- Location of Kleinwolstrup
- Kleinwolstrup Kleinwolstrup
- Coordinates: 54°44′07″N 9°29′32″E﻿ / ﻿54.7353°N 9.4921°E
- Country: Germany
- State: Schleswig-Holstein
- District: Schleswig-Flensburg
- Municipal assoc.: Hürup
- Municipality: Freienwill
- Time zone: UTC+01:00 (CET)
- • Summer (DST): UTC+02:00 (CEST)
- Postal codes: 24991
- Dialling codes: 04602

= Kleinwolstrup =

Kleinwolstrup (rarely also: Klein Wolstrup; Danish: Lille Volstrup) is an Ortsteil of the municipality of Freienwill.

== History ==
Megalithic burial sites in the village evidence Neolithic activity in the area.

The meaning of the name Kleinwolstrup can be broken down as follows: "Klein" is a size indicator literally translating to "small" in German, "Wol" or "Wal" is thought to be a family name, and the ending "-trup", is German for Thorp, a small village.

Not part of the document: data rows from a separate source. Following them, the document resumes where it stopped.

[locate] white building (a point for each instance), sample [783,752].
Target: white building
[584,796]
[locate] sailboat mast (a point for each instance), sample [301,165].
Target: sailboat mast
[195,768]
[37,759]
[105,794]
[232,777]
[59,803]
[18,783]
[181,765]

The name would translate to "Little Village of the Wol".

Another theory suggests that "wol" could stem from low German "Wo(h)ld" for forest. Examples of local toponomies having that etymology include Wohlde and the Dänischen Wohld. In that case, Kleinwolstrup translates to "little village by the forest." In fact, a small forest lies north of the hamlet.

Over the course of centuries, Kleinwolstrup developed into a cramped village that has no buildings of significant age preserved today. A NATO bunker was erected after the Second World War near the village.

In 1961, the population numbered 431. In 1970 it stood at 347. As part of a municipal reform in 1974, Kleinwolstrup and the village of Kleinsolt were merged to create the municipality of Freienwill. In the latters coat of arms, Kleinwolstrup is represented by an oak twig.